In the British general election held Thursday, no party won an overall majority and Britain now has what is termed a hung parliament. The Tories (Conservatives) won the most seats with 318 in a House of Commons of 650, thus falling 8 seats short of a majority. They lost 12 seats. The Labour party came second with 262 seats, gaining 30. The Scottish Nationalists remained the strongest party in Scotland but lost 21 seats to the other main parties opposed to a further independence referendum. The Liberal Democrats won 12 seats and over two million votes. The UK independence Party failed to win a single seat although they were backed by nearly 600,000 voters.

Prime Minister Theresa May, who repeatedly said that she would not call a general election, did not have to call the general election. She had a small majority in the House of Commons and the opposition parties did not, as she claimed, threaten to stop the Brexit process under which Britain would leave the European Union in response to last year's referendum.

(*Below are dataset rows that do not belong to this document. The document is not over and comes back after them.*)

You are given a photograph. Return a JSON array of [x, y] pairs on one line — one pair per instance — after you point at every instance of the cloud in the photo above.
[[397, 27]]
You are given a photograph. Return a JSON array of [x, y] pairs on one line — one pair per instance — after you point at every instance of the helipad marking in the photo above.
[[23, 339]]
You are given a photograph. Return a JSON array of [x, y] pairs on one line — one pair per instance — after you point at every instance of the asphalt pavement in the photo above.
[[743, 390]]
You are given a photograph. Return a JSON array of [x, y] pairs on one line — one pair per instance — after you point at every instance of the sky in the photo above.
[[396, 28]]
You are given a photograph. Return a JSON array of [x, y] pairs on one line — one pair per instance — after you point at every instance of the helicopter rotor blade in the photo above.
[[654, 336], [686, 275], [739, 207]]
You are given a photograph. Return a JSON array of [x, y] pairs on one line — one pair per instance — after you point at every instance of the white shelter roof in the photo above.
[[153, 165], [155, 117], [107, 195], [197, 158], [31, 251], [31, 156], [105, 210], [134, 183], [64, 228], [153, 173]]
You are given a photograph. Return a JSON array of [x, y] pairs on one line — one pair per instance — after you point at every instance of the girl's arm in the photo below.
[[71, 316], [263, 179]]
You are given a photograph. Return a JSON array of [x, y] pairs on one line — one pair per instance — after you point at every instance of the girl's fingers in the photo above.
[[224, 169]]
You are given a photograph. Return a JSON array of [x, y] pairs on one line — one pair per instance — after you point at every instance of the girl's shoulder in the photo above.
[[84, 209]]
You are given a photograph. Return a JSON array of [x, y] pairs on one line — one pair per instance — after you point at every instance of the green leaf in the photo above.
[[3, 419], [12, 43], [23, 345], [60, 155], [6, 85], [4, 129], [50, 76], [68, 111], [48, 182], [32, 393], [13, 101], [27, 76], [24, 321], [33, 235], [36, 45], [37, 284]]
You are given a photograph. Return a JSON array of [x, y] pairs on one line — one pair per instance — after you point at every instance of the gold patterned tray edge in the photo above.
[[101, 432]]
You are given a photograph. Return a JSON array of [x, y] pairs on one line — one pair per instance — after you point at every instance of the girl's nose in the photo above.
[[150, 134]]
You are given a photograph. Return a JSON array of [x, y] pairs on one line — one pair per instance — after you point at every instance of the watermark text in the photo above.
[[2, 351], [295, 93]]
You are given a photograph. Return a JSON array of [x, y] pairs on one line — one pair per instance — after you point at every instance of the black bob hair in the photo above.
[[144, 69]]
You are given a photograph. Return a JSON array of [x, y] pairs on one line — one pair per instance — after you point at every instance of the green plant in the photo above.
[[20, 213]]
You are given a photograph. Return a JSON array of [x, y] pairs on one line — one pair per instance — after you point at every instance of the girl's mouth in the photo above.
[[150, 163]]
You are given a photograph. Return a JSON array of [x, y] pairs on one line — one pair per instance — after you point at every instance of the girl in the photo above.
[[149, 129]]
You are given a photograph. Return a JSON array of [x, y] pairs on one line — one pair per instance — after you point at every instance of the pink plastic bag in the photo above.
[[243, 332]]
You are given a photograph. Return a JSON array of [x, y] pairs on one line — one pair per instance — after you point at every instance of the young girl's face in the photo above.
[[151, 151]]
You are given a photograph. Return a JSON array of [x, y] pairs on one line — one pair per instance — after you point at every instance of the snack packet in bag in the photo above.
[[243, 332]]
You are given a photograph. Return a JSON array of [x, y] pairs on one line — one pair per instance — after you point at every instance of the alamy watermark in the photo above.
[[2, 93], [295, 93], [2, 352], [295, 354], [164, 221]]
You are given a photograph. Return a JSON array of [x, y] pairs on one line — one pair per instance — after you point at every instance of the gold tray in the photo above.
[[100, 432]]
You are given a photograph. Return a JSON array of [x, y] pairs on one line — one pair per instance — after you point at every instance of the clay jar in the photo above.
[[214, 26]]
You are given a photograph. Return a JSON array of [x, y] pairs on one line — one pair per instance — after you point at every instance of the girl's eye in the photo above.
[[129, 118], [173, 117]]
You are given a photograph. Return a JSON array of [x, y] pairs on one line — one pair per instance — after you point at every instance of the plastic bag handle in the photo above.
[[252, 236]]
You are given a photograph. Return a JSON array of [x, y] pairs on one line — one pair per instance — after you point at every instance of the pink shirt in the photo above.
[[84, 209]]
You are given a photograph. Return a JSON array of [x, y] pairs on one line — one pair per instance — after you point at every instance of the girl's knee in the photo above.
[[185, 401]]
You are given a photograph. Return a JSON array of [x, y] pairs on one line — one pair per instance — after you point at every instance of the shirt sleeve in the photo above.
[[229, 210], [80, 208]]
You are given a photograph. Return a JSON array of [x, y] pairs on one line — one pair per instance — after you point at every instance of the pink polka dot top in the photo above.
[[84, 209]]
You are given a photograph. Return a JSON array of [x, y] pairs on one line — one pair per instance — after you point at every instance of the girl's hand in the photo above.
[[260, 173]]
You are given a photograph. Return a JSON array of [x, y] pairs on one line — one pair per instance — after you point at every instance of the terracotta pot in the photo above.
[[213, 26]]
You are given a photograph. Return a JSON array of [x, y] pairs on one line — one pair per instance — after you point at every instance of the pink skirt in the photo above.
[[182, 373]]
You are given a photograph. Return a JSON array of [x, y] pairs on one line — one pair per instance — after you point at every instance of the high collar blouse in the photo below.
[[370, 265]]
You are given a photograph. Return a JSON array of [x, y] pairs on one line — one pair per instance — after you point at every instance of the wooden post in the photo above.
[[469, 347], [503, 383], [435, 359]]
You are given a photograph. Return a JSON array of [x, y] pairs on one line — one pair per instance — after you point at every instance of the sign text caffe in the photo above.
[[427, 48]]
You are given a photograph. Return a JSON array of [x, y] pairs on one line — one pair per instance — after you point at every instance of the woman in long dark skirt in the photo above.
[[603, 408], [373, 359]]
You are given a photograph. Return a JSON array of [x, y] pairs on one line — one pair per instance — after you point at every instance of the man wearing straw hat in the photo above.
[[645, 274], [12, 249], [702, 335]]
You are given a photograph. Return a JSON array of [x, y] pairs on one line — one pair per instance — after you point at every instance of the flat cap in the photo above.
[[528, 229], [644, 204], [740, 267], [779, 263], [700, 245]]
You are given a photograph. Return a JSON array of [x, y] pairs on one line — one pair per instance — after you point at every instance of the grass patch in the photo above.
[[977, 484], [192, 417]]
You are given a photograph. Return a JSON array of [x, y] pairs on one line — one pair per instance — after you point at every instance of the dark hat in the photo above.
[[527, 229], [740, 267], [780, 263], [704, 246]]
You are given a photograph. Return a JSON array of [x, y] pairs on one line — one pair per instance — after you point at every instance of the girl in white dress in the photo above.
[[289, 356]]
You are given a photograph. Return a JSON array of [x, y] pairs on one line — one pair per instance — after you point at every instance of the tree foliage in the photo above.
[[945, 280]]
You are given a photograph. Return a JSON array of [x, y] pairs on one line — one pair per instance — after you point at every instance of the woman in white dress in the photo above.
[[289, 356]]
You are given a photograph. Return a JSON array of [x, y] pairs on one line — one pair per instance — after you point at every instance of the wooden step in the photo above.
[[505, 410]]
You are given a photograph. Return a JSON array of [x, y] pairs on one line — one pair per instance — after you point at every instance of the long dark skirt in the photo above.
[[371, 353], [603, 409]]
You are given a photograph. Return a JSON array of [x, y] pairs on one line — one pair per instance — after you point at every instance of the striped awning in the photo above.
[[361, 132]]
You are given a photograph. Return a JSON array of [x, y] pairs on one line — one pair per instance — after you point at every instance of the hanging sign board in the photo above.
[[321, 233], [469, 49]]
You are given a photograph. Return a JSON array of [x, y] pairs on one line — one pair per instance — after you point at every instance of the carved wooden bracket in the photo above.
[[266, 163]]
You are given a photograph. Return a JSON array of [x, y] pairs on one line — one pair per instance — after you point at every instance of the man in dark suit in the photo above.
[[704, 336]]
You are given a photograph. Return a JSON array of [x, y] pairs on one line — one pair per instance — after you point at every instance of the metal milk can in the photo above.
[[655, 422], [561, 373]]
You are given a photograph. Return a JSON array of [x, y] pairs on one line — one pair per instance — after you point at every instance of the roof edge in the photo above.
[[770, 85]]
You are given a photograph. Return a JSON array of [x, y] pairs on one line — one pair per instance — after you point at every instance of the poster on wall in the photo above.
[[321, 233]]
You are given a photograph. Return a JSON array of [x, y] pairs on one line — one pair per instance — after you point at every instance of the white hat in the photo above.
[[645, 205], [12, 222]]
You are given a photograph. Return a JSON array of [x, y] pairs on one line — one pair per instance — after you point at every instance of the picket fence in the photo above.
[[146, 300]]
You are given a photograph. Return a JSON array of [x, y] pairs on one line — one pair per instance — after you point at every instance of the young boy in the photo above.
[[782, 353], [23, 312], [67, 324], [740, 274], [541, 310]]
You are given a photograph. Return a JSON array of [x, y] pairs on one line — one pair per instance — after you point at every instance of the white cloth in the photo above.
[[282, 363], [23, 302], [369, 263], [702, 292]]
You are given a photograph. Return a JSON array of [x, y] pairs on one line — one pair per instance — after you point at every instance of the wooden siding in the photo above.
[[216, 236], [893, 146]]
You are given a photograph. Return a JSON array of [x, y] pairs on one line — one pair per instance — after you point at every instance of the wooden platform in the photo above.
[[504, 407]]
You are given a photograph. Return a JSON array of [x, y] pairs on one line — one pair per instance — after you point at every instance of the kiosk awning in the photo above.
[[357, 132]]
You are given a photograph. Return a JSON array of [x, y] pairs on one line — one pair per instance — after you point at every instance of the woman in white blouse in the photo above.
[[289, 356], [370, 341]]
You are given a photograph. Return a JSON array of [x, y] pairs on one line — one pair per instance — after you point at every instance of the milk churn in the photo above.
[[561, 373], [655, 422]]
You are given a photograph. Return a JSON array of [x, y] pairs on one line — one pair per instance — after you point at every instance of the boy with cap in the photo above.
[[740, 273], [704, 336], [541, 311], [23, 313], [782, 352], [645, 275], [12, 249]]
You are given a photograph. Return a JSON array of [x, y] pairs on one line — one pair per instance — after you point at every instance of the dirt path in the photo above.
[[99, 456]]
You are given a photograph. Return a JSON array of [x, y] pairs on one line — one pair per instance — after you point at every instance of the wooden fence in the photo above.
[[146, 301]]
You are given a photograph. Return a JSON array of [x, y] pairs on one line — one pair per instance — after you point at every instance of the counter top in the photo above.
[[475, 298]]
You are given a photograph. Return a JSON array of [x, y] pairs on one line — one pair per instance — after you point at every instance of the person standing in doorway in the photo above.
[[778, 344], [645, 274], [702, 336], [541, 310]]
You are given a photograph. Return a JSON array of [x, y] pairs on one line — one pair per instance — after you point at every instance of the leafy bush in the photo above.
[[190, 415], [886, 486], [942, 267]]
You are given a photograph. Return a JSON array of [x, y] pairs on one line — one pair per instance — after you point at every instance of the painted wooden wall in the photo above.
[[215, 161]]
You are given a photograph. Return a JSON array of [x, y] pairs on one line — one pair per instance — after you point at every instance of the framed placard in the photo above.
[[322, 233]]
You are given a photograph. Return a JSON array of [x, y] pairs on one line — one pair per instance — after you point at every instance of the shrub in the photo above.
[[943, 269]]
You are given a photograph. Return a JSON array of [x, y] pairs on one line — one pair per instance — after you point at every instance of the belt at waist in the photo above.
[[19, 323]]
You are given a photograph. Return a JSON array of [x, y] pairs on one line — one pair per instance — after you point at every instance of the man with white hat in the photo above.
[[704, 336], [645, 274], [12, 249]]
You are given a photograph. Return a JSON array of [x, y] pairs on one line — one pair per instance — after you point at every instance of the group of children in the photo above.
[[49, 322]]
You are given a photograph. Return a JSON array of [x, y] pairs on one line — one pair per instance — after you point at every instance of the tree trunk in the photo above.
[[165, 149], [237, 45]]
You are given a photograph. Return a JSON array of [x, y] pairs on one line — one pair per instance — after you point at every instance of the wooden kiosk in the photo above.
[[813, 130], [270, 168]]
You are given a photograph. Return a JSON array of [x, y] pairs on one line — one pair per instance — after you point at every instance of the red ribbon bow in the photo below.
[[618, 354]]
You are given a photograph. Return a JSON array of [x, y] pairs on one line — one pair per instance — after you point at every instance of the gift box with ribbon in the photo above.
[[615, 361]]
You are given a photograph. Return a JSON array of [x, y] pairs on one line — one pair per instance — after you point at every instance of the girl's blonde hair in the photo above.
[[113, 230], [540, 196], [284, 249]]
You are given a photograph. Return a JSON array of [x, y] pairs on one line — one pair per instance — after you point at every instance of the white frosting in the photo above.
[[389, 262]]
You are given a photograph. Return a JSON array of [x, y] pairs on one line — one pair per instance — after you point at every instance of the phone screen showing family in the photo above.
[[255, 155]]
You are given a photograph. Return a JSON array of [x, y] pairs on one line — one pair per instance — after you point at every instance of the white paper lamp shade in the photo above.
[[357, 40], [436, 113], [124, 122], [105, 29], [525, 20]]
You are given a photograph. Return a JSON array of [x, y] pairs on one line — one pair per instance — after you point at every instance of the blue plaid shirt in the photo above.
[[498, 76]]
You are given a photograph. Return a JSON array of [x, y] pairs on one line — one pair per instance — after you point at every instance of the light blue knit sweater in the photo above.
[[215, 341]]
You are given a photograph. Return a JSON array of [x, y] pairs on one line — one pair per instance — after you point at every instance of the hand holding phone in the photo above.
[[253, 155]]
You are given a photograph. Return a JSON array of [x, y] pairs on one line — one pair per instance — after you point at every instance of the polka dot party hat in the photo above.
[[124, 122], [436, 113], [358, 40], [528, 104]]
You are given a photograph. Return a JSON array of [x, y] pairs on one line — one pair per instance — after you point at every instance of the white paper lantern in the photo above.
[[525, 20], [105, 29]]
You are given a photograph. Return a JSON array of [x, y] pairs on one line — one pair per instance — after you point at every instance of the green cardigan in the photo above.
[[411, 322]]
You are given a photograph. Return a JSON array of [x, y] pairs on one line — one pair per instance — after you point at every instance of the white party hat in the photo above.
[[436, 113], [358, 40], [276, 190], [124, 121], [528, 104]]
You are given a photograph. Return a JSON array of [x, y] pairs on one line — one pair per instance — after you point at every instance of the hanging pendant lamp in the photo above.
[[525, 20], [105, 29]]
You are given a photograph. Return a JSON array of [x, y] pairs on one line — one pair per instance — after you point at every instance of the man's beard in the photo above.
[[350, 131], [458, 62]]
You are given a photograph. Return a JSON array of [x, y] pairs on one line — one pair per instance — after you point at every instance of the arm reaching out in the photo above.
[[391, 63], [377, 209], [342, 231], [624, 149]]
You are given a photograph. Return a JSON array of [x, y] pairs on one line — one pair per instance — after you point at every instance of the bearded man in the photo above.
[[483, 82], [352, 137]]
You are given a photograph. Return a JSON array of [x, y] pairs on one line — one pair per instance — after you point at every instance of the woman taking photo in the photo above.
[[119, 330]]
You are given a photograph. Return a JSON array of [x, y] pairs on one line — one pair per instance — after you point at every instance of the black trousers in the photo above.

Why did she change her mind? Opinion polls suggested that she had a huge lead of some 20 points over Jeremy Corbyn, the leader of the Labour Party, whose left-wing policies and shambolic leadership had alienated a majority in his own party in the House of Commons. Now, May thought, was her chance to establish herself as the true heir to Margaret Thatcher and show that she alone could unify the Tory party under strong leadership. She gambled and lost.